Microsoft Word - W3C-RDF Data Model in#75051.doc

RDF Data Model in Oracle

Nicole Alexander, Xavier Lopez, Siva Ravada, Susie Stephens, Jack Wang

Oracle Corporation

1. Introduction

The Resource Description Framework (RDF) is a language for representing information about resources in the World

Wide Web. To describe information in RDF, statements are essentially broken into triples: {subject/resource,

predicate/property, object/value}. Each triple is a complete and unique fact, in a specific domain, and can be

represented by a link in a directed graph. The proposed data model stores RDF triples in the Oracle database as a

logical network (using Oracle Spatial Network Data Model). This document describes the proposed storage and query

model for RDF in Oracle. Initially, this project will provide support for key RDF concepts: graph data model, URI-

based vocabulary, datatypes, and reification. It will also support a subset of typical RDF queries in SQL.

2. RDF Data Model in the Database

RDF statements are expressed in triples: {subject or resource, predicate or property, object or value}. In this

document {subject, property, object} will be used to describe a triple, and the terms statement and triple may at

times be used interchangeably. Each triple is a complete and unique fact about a specific domain, and can be

represented by a link in a directed graph. Oracle 10g supports a directed and un-directed logical graphs (networks)

as part of Oracle Spatial Network Data Model (NDM).
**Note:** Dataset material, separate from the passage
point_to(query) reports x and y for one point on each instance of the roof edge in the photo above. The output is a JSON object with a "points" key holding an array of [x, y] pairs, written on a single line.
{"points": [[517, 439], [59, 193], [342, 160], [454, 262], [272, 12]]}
The proposed RDF data model maps RDF triples to a

logical network managed by NDM. In addition to the core data, a catalogue service is provided: by maintaining

information about different RDF models, including the namespaces used in these models. RDF triple data is

mapped onto a graph by storing subjects and objects as nodes, and properties as links. The storage for RDF data is

managed by Oracle: all the RDF data is managed in a central schema, and user-level access functions and

constructors are provided to query and update the RDF data. There is one universe for all RDF data stored in the

database. Each RDF triple: {subject, property, object} is treated as one unique database object. As a result, a single

RDF document comprising a number of triples will result in multiple database objects.

Metadata for RDF Models

A system level table is created to store information on all models defined in the database. When a new RDF model

is created, an entry is made to this table. To create a model, the user specifies a name for the model and the system

automatically generates a model ID. This model ID may then be used instead of the model name to refer to a

particular model. Using the model ID instead of the model name will reduce space overhead.

RDF Namespaces

Namespaces are used in RDF/XML documents to make the documents readable. In Oracle’s RDF data model,

namespaces are stored directly with their subjects, properties, and objects. However, an additional namespaces

table is provided so that a catalog of all the namespaces used in an RDF universe can be optionally stored.

When a new namespace is inserted into the database, a namespace ID is automatically generated for the namespace.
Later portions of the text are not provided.